The idea that large tides may be *necessary* for the development of intelligent/technological life, seems even more of a stretch based on extremely little information.
That's true, but unavoidable; By necessity all of our thoughts on the subject are highly speculative and woolly, and are more likely than not to be contradicted by future observations and data. It's hard to imagine a scenario in which moons like ours are common, though, however they may arise.
Personally, I don’t think there’s enough information to make a statement like “hard to imagine a scenario in which moons like ours are common”. My expertise is not in planetary system formation but my understanding is that in the early days of a protoplanetary disk, many objects may form. Some may collide, some may be ejected.l due to the developing gravitational dynamics at play.
The current idea for the moon’s formation was the collision between earth and a mars-sized object. We know for sure that earth sized and mars sized objects can form (because of the existence of earth and mars in the solar system) so for me it isn’t “hard to imagine” a scenario in which two of these objects collide.
There just isn’t a large enough sample size to tease out the underlying probabilities. Let’s say there was a 50% chance of a large moon forming, then the fact that of the three major rocky planets only one has a large moon is eminently consistent with such a probability. It is consistent with a wide variety of (as yet unknown) probability distributions.
I don’t know on what basis you can appear so sure as to the rarity of large moons like the earth’s. If there’s a study or paper you can point me to that discusses this I would happily read it. As I said it’s not my expertise.

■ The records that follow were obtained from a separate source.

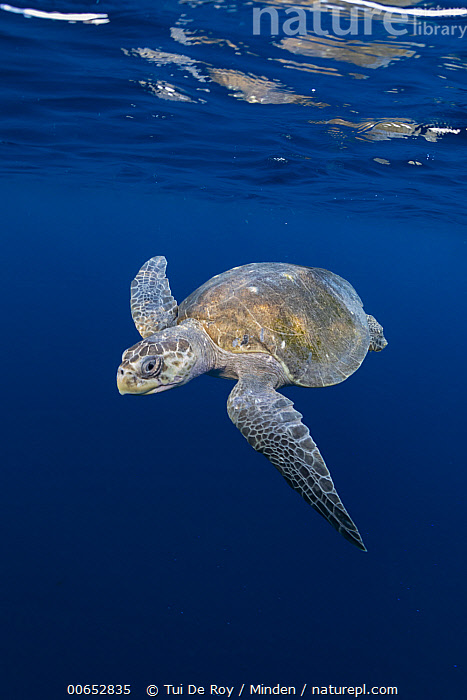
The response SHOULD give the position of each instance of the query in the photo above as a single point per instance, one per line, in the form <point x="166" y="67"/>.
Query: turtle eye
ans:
<point x="151" y="366"/>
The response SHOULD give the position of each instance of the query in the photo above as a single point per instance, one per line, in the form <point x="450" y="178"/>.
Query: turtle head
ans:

But I do know from my experience that dealing with have call “small number statistics” can lead one to erroneous conclusions. And I can give a specific example from my research if you’re interested.
Correct me if I'm wrong, but it is my understanding that tides are caused by the Moon's gravity, and gravity is a function of mass and the square of the distance. Thus a much smaller moon closer to Earth could exert the same gravitational effect of our Moon. For instance a moon that has a mass 1/4 of our Moon and it is half its distance from earth. So there is no need for a large moon, unless there are some restraints on the distance. Of course I'm no expert so maybe I just wrote a load of BS
A moon 1/4 of the size of the one we have would still be pretty big by comparison to the two tiddly little things Mars has. The Moon is in the order of a
million times the size of Phobos, Mars's largest moon.
Our moon is already pretty close, as moons go. But it certainly could be closer, and it used to be.
The absolute closest it could orbit is about 19,000km, the Roche Limit, closer than which distance tidal forces would pull it apart. Phobos would disintegrate before it got close enough to Earth to replicate our Moon's tidal effects. (Phobos is probably also not as structurally strong as our Moon, and would have a larger Roche Limit).
The Moon is slowly moving away from the Earth (also due to tidal forces); The Moon is about 380 million kilometres away today, but 2.5 bilion years ago it was only about 320 million km from Earth.